True Interprocess Shared Memory (Proof of Concepte Stage)

Share your data between your Python processes (2 processes currently) and work with them as usual. Work across different processes is made turn by turn (fast operation: using full memory barrier instead of system calls)

Supported types (currently):

  • list - Unlike multiprocessing.shared_memory.ShareableList: mutable and resizable between different processes, supports other containers (lists, tuples, dicts) as an items and implements all list methods. Faster than multiprocessing.shared_memory.ShareableList.
  • dict - currently immutable
  • tuple
  • str
  • bytes
  • bytearray
  • bool
  • float - Unlike values in multiprocessing.shared_memory.ShareableList, supports Addition Assignment (shared_list[20] += 999.3) and all other native methods and operators
  • int - int64, currently. Unlike values in multiprocessing.shared_memory.ShareableList, supports Addition Assignment (shared_list[15] += 999) and all other native methods and operators
  • None

Examples

shared_memory_example.py

and smaller:

from multiprocessing import Process
from cengal.hardware.memory.shared_memory import *


shared_memory_name = 'test_shared_mem'
shared_memory_size = 200 * 1024 * 1024
switches = 1000
changes_per_switch = 2000


def work(manager, shared_data)
    index = 0
    while index < switches:
        with wait_my_turn(manager):
            # emulatin our working process
            for i in range(changes_per_switch):
                shared_data[1] += 1

def second_process():
    consumer: SharedMemory = SharedMemory('test_shmem', False)
    consumer.wait_for_messages()
    with wait_my_turn(consumer):
        shared_data = consumer.take_message()
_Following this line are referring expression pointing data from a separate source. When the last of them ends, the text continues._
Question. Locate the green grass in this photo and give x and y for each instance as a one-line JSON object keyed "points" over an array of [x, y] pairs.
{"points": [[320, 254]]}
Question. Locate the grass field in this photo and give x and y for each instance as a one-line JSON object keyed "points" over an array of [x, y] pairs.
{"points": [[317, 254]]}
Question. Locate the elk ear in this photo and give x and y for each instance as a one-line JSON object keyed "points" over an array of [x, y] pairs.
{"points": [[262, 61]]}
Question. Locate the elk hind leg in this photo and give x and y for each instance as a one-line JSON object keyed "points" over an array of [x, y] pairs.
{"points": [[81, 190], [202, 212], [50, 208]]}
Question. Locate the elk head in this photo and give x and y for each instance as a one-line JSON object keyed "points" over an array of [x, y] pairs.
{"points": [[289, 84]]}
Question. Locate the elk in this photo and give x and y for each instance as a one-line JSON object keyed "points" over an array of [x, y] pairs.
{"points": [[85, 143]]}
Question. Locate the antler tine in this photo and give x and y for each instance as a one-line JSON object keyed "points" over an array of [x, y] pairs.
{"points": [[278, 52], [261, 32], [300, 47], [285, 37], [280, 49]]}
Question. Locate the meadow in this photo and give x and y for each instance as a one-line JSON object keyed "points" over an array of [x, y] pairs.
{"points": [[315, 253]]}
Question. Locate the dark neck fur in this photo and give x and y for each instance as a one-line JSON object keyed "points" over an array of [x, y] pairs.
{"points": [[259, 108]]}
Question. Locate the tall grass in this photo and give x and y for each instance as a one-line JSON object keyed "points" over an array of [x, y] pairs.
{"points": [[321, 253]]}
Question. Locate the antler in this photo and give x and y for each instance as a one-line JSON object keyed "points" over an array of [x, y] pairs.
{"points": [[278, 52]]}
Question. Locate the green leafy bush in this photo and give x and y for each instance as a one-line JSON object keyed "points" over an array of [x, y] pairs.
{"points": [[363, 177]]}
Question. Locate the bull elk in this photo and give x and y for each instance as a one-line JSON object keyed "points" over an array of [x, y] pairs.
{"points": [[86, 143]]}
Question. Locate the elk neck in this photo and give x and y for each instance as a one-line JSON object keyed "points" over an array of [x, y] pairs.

    work(consumer, shared_data)


creator: SharedMemory = SharedMemory(shared_memory_name, True, shared_memory_size)
p = Process(target=second_process)
p.start()
creator.wait_consumer_ready()
with wait_my_turn(creator):
    data = [
        'hello',
        0,
        (8, 2.0, False),
        {
            b'world': -6,
            5: 4
        }
    ]
    shared_data = creator.put_message(data)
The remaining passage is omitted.